According to Andrea Adelson of, LSU and Syracuse announced on Wednesday that they have finalized a deal to play a home-and-home football series in 2015 and 2017.

The Tigers will travel north to the Carrier Dome on Sept. 26, 2015 and the Orange will voyage south to Tiger Stadium on Sept. 9, 2017.

It will be the first regular-season meeting between the schools, which have previously split two postseason contests: the 1989 Hall of Fame Bowl (won by Syracuse) and 1965 Sugar Bowl (won by LSU).

Syracuse athletic director Daryl Gross shared his thoughts on the news:

We are thrilled to enter into this home-and-home agreement with a premier program like LSU. Student-athletes come to Syracuse to play on the biggest stage possible, and this gives our coaches and young men the chance to battle one of the standard-bearers of the SEC on our home turf.

It is a complicated process to arrange games of this magnitude, and I couldn't be happier for our fans and for all who will be involved in this upcoming series.

LSU athletic director Joe Alleva gave a statement as well:

This is another attractive nonconference series that our fans will enjoy and our football program will benefit from.
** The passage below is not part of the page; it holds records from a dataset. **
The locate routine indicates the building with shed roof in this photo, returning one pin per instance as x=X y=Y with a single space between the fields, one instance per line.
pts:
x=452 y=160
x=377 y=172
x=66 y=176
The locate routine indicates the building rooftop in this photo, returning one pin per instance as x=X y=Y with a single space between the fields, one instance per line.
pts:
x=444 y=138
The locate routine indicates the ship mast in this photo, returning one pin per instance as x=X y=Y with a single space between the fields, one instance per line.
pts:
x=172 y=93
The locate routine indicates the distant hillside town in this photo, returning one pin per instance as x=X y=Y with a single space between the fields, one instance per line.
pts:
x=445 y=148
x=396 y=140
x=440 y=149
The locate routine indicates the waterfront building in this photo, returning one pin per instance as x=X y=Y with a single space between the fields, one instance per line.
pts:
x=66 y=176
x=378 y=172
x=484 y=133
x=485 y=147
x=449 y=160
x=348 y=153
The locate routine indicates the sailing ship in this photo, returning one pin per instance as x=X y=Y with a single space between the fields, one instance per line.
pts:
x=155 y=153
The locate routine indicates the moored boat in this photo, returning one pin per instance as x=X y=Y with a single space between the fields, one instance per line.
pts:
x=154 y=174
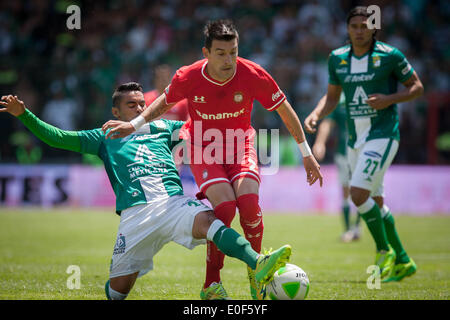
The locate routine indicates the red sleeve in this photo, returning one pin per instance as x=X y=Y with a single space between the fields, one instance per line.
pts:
x=178 y=87
x=267 y=91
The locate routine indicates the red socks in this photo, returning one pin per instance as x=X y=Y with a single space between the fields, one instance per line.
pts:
x=251 y=219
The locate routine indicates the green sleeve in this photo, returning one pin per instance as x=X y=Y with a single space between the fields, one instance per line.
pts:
x=332 y=77
x=402 y=69
x=174 y=126
x=79 y=141
x=49 y=134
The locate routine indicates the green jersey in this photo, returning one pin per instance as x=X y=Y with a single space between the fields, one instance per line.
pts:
x=140 y=166
x=339 y=116
x=378 y=71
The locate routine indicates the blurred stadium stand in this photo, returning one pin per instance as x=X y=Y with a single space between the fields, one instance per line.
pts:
x=67 y=76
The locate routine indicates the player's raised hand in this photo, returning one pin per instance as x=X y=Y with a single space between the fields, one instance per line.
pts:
x=12 y=105
x=119 y=129
x=312 y=169
x=319 y=150
x=311 y=123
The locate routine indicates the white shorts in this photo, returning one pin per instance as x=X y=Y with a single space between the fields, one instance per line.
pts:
x=369 y=162
x=343 y=169
x=145 y=229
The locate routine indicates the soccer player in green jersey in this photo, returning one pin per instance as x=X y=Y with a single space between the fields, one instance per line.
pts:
x=149 y=195
x=337 y=120
x=367 y=71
To be able to bring LSU football to the northeast part of the country for a football game will be a unique experience and then to have Syracuse return the trip to Tiger Stadium in 2017 will be a nice addition to our home schedule.

Syracuse and LSU have been among the best in the country at scheduling difficult nonconference games.

The Tigers played North Carolina in 2010, Oregon and West Virginia in 2011, TCU in 2013, and will play Wisconsin in 2014, while the Orange have scheduled Penn State and USC on multiple occasions in the past five years and have partial ACC member Notre Dame on the schedule this season.

This series will be different for Syracuse, however, because the high-profile opponent will visit the Carrier Dome—its actual home field—instead of playing on a neutral field at MetLife Stadium in East Rutherford, N.J.

For once, Scott Shafer's team will get to be a proper host. If recent history repeats itself, however, LSU will not be a well-groomed house guest.